Rose In The Wind 3m 785 #tinder
The views of this article are the perspective of the author and may not be reflective of Confessions of the Professions.
One year ago, my ex broke my heart. “I want to spend the rest of my life with you,” he promised. Then he changed his mind.
I found myself unexpectedly single at the ripe age of 34. As an aging millennial with the privilege of working remotely, I decided to embrace my inner Jack Kerouac. I canceled my lease and began an indefinite period of wandering, working remotely, and driving around the country in my 2009 Toyota Corolla named Vern. Along the way, I downloaded Tinder, the world’s most popular dating app, as well as its slightly more serious cousin, Hinge.
The apps largely worked for me. When I arrived in new places, I gained access to an immediate social network – a means to connect in the face of isolation. Sure, there were bad dates (the food pusher, the oversharer, the man who pushed me off the couch for saying I believed in toxic masculinity) but most of the men I met treated me with kindness and respect. Despite my anxieties about being single in my mid-30s, the apps made me believe I could, and would, find love.
Then I got banned.
A recent Tinder match included a “dom looking for a kinky sub.” He sent me a couple messages, which I ignored. Eventually I checked Tinder, but he had unmatched me.

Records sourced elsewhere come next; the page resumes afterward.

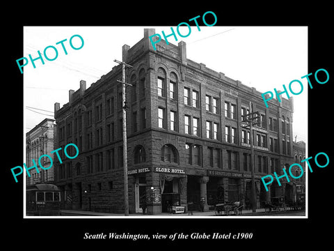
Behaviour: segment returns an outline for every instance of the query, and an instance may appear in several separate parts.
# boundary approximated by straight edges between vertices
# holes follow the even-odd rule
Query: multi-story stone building
[[[149,214],[200,199],[205,210],[226,201],[249,206],[250,131],[241,115],[250,101],[260,114],[253,132],[257,206],[293,195],[277,183],[266,192],[260,179],[294,162],[292,98],[266,108],[255,88],[187,59],[185,43],[161,40],[154,50],[148,38],[154,33],[144,29],[135,45],[122,47],[122,61],[133,66],[126,93],[130,213],[141,211],[142,198]],[[121,79],[115,66],[88,89],[81,80],[63,107],[55,104],[56,147],[72,142],[80,151],[61,164],[54,158],[65,208],[124,212]]]
[[[27,167],[33,165],[33,160],[38,166],[38,160],[42,155],[47,154],[53,156],[51,151],[54,151],[54,119],[45,119],[26,134],[26,165]],[[50,159],[42,157],[40,162],[43,167],[49,167]],[[26,174],[26,185],[35,183],[45,183],[54,182],[54,170],[52,166],[47,170],[39,168],[29,170],[30,177]]]
[[[300,178],[297,179],[292,179],[294,182],[294,185],[296,185],[296,199],[298,200],[299,198],[305,199],[305,195],[306,192],[305,188],[305,162],[302,162],[301,160],[304,160],[306,156],[306,148],[305,143],[303,141],[300,142],[294,142],[294,162],[299,163],[303,167],[303,174],[300,169],[295,168],[294,175],[296,177],[299,177],[302,175]]]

An hour later, Tinder sent me a notification.
“You have been banned,” it said in bold. I had “violated Tinder’s Terms of Use.” I stared at my phone in bewilderment. I reviewed Tinder’s Terms of Use. I had never run afoul. This was a mistake.
I pulled up Hinge. Banned too.
“I’ve been banned by mistake,” I wrote into Tinder’s comment box. I sent the same message to Hinge.
Hours later I received a short response from “Kyle” notifying me I had violated the terms of use. I implored him to provide me details about what policy I violated and how I could appeal. Amy S. replied coldly: “Unfortunately, we cannot provide any more details at this time.”
Hinge told me the bans originated from Tinder. Tinder alone could overturn them. Despite my desperate attempts to get in touch, Tinder ghosted me.
I know getting kicked off a dating app isn’t the end of the world. But I was gutted. The apps had been a lifeline for me on the road. With online dating being the most popular way couples now meet, I felt banished from the dating pool – exiled to the netherworld of Tinder purgatory where no one could see or hear me.
I learned I’m not alone. Capricious banishment is a common Tinder practice. Articles about unfounded lifetime Tinder bans abound. There’s no doubt predators, scammers, and bots troll the site. I can see the rationale for a utilitarian approach: banning everyone who gets reported to maximize the safety of most. But underneath this policy is an insidious reality: the chance for matches (often men) to retaliate against those who’ve rejected them (often women).
The irony is that Tinder’s indiscriminate policy of permanently banning anyone who gets reported perpetuates the same bad behaviors and power dynamics it purports to guard against: allowing bigots or spurned bullies to further victimize those they target.
Match Group – Tinder’s parent company and online dating conglomerate — claims that the safety, security, and well-being of its users are “considered top priority.” I call bull. Match Group joins a host of other tech companies that have grown so big and so powerful it’s hard to hold them accountable for automated policies that make mistakes (sometimes with devastating repercussions). These companies don’t care about the fate of their individual users. They care about efficiency and financial expediency. Their goal is to mitigate liability and maximize their bottom line.
Yes, I know I’m talking about a dating app – not a court of law. I faced a wrongful transgression, not a wrongful conviction. Nonetheless, the policy denies people due process. A right to prove themselves innocent. It does exactly what it’s supposed to protect against: It silences. It bullies.
But I still have a voice. These apps claim to prioritize safety, but in reality, they peddle in hypocrisy and enable abuse. A company that had any integrity to its mission would provide some level of transparency – some recourse – for users who have been wronged.
Tinder’s community guidelines cite bullying, stalking intimidating, assaulting, harassing, mistreating, or defaming as grounds for removal. It’s high time Tinder looks in the mirror and holds itself accountable to the same standards as its users. Because based on this behavior, it deserves to be banned.